Pompe à chaleur air-eau : installation, prix 2026 et aides
Installer une pompe à chaleur air-eau représente en 2026 un investissement de 10 000 à 18 000 € fourniture et pose inclus, selon la surface chauffée et la marque retenue. Le décret n° 2022-8 du 5 janvier 2022 fixe un rendement saisonnier minimal obligatoire — ηs ≥ 126 % en basse température, ≥ 111 % en haute température — que tout équipement doit atteindre pour ouvrir droit aux aides publiques. L’intervention d’un professionnel certifié RGE (Reconnu Garant de l’Environnement) avec la qualification QualiPAC est indispensable pour accéder à MaPrimeRénov’, aux CEE et à l’éco-PTZ. Ce guide détaille les étapes techniques du chantier, les fourchettes de prix réelles selon la surface habitable, les montants des aides disponibles en 2026 et les vérifications à conduire avant toute décision.
Principe de la PAC air-eau : fonctionnement et coefficient de performance
La pompe à chaleur air-eau capte les calories présentes dans l’air extérieur — même par températures négatives jusqu’à −15 °C pour les modèles récents — et les transfère au circuit hydraulique intérieur via un échangeur thermique. Ce cycle thermodynamique consomme 1 kW électrique pour produire entre 3 et 4 kW de chaleur utile : c’est le coefficient de performance (COP), indicateur clé de l’efficacité réelle de l’équipement en conditions d’usage.
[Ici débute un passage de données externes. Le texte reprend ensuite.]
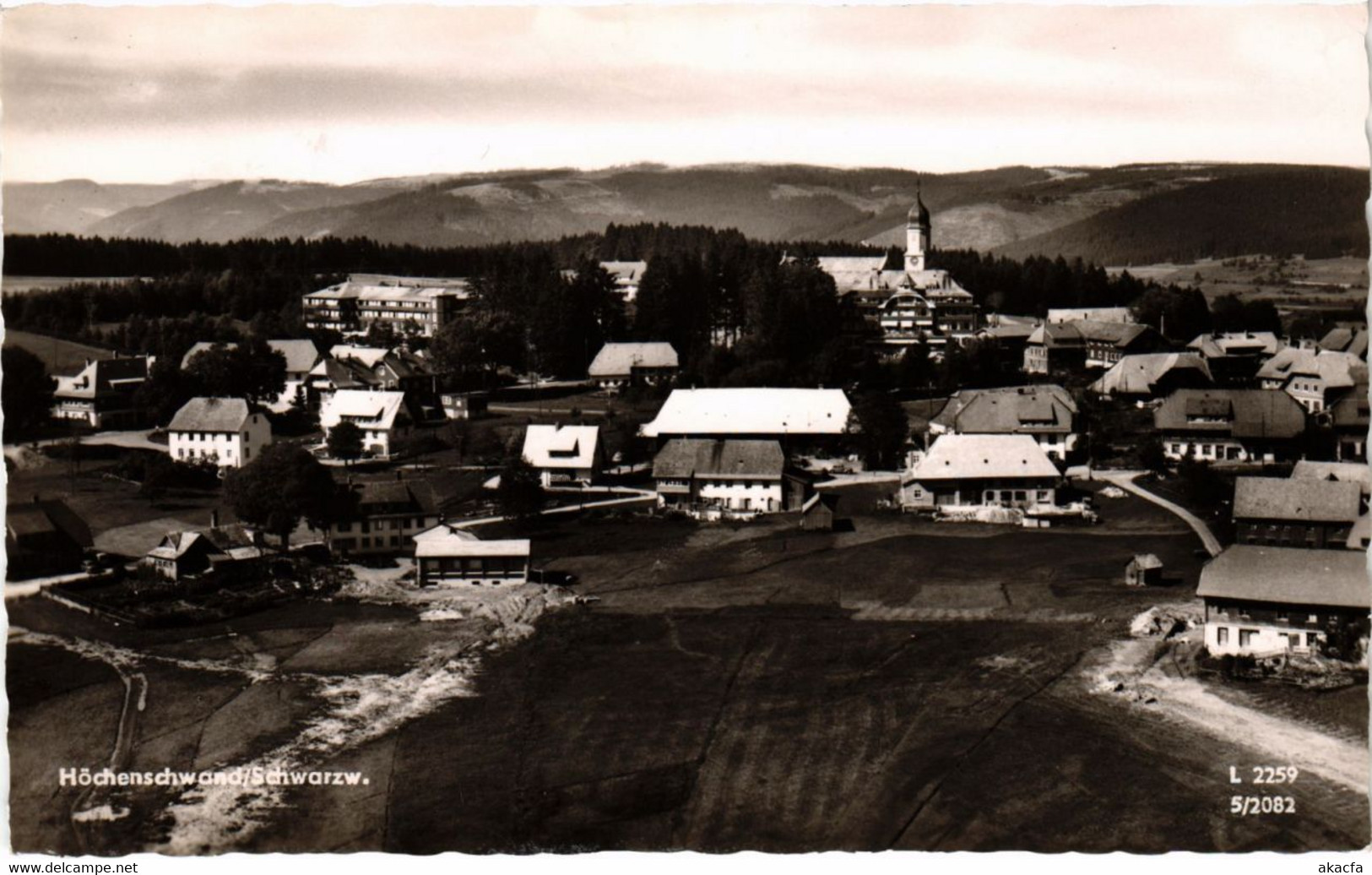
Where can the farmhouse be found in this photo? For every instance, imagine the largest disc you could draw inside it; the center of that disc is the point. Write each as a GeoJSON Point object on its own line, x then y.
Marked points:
{"type": "Point", "coordinates": [406, 305]}
{"type": "Point", "coordinates": [1343, 472]}
{"type": "Point", "coordinates": [1006, 470]}
{"type": "Point", "coordinates": [1090, 314]}
{"type": "Point", "coordinates": [619, 365]}
{"type": "Point", "coordinates": [1075, 345]}
{"type": "Point", "coordinates": [102, 394]}
{"type": "Point", "coordinates": [301, 357]}
{"type": "Point", "coordinates": [449, 556]}
{"type": "Point", "coordinates": [1235, 357]}
{"type": "Point", "coordinates": [1346, 338]}
{"type": "Point", "coordinates": [1231, 426]}
{"type": "Point", "coordinates": [388, 517]}
{"type": "Point", "coordinates": [1152, 375]}
{"type": "Point", "coordinates": [1046, 413]}
{"type": "Point", "coordinates": [43, 538]}
{"type": "Point", "coordinates": [195, 552]}
{"type": "Point", "coordinates": [1297, 512]}
{"type": "Point", "coordinates": [1266, 601]}
{"type": "Point", "coordinates": [380, 416]}
{"type": "Point", "coordinates": [761, 413]}
{"type": "Point", "coordinates": [217, 430]}
{"type": "Point", "coordinates": [564, 453]}
{"type": "Point", "coordinates": [1316, 378]}
{"type": "Point", "coordinates": [731, 477]}
{"type": "Point", "coordinates": [463, 405]}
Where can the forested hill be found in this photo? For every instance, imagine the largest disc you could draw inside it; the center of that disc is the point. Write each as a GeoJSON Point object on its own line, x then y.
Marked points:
{"type": "Point", "coordinates": [1313, 211]}
{"type": "Point", "coordinates": [1126, 215]}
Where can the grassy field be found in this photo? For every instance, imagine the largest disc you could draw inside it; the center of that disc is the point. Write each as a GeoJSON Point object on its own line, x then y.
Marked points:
{"type": "Point", "coordinates": [1297, 284]}
{"type": "Point", "coordinates": [900, 685]}
{"type": "Point", "coordinates": [61, 357]}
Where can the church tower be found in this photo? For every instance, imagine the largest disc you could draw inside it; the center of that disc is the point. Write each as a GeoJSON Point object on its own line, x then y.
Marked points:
{"type": "Point", "coordinates": [917, 233]}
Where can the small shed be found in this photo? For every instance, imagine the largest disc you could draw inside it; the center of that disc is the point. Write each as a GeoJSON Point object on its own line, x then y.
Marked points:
{"type": "Point", "coordinates": [1143, 569]}
{"type": "Point", "coordinates": [816, 514]}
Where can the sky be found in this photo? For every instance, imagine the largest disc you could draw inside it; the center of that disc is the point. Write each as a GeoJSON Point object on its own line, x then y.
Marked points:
{"type": "Point", "coordinates": [350, 94]}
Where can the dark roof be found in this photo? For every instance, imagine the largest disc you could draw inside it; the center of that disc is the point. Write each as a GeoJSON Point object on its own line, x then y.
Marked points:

La chaleur produite circule ensuite dans les radiateurs ou le plancher chauffant existants, exactement comme une chaudière classique. La différence fondamentale : la source d’énergie est l’air ambiant, renouvelable et gratuit, plutôt que le gaz, le fioul ou le propane. Le rendement saisonnier de chauffage (ηs), mesuré sur l’ensemble de la saison froide selon la norme EN 14825, est l’indicateur retenu par la réglementation française depuis 2022 pour conditionner l’accès aux aides à la rénovation énergétique.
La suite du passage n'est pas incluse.